Walker, formerly a deputy executive for Putnam County, N.Y., ran a boutique consulting firm focused on risk management at investor-owned utilities and served in leadership positions at National Grid and Consolidated Edison. He said his first goal is to develop a North American energy model “that integrates all different forms of energy so that we can run, like we do on our transmission system, a load flow.”
He said the bulk power system’s interdependencies will identify “those assets than can be enhanced, replaced or installed” to improve the system’s “affordability” as “we start moving forward” with the administration’s proposed $1.5 trillion infrastructure bill.
Other goals will focus on cyber and physical security, rapidly moving forward storage technologies, making use of sensing technologies and developing hardening strategies that add “some resiliency in a viable way.”

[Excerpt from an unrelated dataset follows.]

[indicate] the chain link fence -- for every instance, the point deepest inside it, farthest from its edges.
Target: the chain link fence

Jim Robb, CEO for the Western Electricity Coordinating Council, said recent developments within the Western Interconnection have put “substantial financial pressure” on Peak Reliability, the region’s delegated reliability coordinator (RC).
Within the past few months, Peak has announced it would team up with PJM Connext to attract participants to a new Western energy market. (See Peak, PJM Pitch ‘Marketplace for the West’.)

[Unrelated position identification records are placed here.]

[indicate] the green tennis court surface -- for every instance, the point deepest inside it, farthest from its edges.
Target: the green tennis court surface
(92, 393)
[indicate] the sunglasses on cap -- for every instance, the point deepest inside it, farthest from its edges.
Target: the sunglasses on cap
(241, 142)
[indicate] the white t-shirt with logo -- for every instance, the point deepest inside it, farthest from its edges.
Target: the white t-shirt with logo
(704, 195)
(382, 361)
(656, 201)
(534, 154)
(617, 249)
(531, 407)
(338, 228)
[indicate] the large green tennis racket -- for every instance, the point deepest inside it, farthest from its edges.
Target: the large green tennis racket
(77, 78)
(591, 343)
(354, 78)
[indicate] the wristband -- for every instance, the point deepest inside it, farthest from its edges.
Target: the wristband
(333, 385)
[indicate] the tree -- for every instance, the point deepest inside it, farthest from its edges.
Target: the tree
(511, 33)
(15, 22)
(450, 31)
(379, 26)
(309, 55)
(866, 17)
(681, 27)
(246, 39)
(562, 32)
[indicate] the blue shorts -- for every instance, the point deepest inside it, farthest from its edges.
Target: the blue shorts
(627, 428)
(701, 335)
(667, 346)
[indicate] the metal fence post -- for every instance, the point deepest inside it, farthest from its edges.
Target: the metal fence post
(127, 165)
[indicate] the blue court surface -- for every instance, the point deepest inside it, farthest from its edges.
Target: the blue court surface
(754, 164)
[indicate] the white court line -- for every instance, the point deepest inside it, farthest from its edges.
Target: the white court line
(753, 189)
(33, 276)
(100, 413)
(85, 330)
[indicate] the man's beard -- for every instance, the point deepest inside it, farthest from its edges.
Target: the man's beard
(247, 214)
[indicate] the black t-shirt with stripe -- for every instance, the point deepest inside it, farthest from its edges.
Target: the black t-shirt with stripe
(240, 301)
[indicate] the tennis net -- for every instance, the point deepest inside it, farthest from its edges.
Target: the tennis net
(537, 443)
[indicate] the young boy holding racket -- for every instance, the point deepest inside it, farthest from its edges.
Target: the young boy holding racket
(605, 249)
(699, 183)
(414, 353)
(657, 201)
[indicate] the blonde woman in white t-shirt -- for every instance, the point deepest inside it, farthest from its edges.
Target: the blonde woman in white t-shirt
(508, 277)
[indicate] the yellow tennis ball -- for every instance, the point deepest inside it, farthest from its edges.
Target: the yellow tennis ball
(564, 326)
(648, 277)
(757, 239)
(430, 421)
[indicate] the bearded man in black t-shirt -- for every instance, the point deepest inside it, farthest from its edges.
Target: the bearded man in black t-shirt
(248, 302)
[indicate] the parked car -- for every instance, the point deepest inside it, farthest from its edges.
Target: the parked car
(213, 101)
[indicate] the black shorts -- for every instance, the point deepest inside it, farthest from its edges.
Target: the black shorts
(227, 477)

“Obviously, significant changes are going on that create a lot of uncertainty about how the ultimate reliability landscape will play out,” Robb said. He thanked FERC staff for working with WECC staff “as we move to a multiple RC model.”

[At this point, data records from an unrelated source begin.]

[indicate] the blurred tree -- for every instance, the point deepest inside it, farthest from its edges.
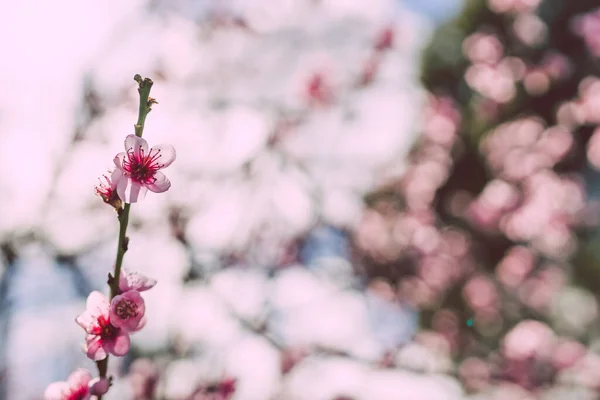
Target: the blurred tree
(493, 211)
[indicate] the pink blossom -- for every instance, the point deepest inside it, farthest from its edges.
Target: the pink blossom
(127, 311)
(79, 386)
(135, 281)
(103, 337)
(138, 169)
(106, 188)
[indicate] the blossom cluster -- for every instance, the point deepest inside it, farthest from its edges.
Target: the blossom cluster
(137, 171)
(108, 323)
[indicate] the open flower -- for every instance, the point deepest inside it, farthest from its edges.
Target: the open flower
(127, 311)
(79, 386)
(103, 337)
(134, 281)
(138, 169)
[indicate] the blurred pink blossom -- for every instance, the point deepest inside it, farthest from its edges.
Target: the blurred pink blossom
(528, 339)
(588, 27)
(138, 169)
(134, 281)
(78, 386)
(103, 337)
(513, 6)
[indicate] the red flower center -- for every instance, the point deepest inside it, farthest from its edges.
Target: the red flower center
(142, 167)
(104, 329)
(126, 309)
(79, 393)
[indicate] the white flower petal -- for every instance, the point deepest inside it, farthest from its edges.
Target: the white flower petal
(118, 160)
(166, 154)
(129, 191)
(162, 183)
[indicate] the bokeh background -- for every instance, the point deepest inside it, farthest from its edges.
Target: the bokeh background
(372, 200)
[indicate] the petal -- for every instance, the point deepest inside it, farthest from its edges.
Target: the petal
(141, 324)
(135, 281)
(99, 386)
(119, 346)
(162, 183)
(94, 348)
(79, 378)
(115, 177)
(56, 391)
(130, 191)
(118, 160)
(137, 145)
(165, 154)
(86, 321)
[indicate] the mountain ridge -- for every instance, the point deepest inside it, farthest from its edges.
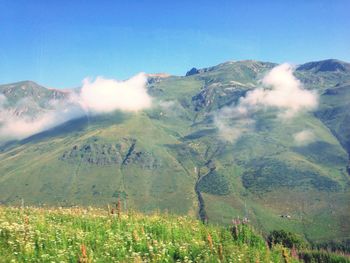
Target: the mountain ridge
(179, 162)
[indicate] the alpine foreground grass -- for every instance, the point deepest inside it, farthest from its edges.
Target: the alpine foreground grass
(94, 235)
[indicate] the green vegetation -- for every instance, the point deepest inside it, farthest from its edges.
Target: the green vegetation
(166, 157)
(94, 235)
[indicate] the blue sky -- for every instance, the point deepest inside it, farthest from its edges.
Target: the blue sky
(58, 43)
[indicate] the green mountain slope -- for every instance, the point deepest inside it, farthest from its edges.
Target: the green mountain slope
(172, 158)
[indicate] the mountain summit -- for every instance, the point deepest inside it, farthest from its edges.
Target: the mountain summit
(241, 139)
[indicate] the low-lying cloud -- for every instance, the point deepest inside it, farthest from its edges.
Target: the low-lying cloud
(107, 95)
(95, 97)
(279, 90)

NERC, WECC, British Columbia Agree to MOU
The board unanimously approved a memorandum of understanding between the British Columbia Utilities Commission (BCUC), WECC and NERC.
Modeled on recent MOUs with other Canadian jurisdictions, the agreement recognizes the parties’ roles under existing laws and authorities, maintains the status quo on funding arrangements, and provides for sharing of confidential and compliance-related information. WECC will periodically provide information on the Canadian province’s noncompliance for NERC’s review.
WECC General Counsel Steve Goodwill said a fully executed MOU should be in place in March, pending board approval from NERC and WECC.
NERC began formal correspondence with British Columbian authorities in 2006, while WECC has provided compliance monitoring for BCUC since 2009 through an administration agreement.
Goodwill said WECC is also negotiating similar terms with Mexico that recognize the changes in that country’s regulatory structure.
“Like the MOU with British Columbia, it will openly recognize for the first time the ability to share critical information on compliance enforcement in Mexico with NERC,” Goodwill said. “This is an all-around good story. The ability to share data among ourselves is critical.”
The MRC approved two new members and re-elected two incumbents to the board. Suzanne Keenan was elected to a two-year term expiring in 2020 and Rob Manning to a three-year term expiring in 2021, while George Hawkins and Jan Schori were re-elected to three-year terms also expiring in 2021.
Keenan served as CIO and senior vice president of process improvement for Wawa from 2008 to 2017. Her industry experience includes field services, re-engineering and performance, regulatory performance, and emergency preparedness experience with PECO Energy.
Hawkins, CEO of the D.C. Water and Sewer Authority, was first elected to the board in 2015. He serves on the Standards Oversight & Technology and Corporate Governance & Human Resources committees.
Manning was involved in transmission and distribution infrastructure research for the Electric Power Research Institute but will give up those duties with his election. He also spent six years with the Tennessee Valley Authority.
Schori, former CEO of the Sacramento Municipal Utility District for more than 14 years, was elected to the board in February 2009. She chairs the Finance and Audit Committee and serves on the Compliance and Enterprise-wide Risk committees.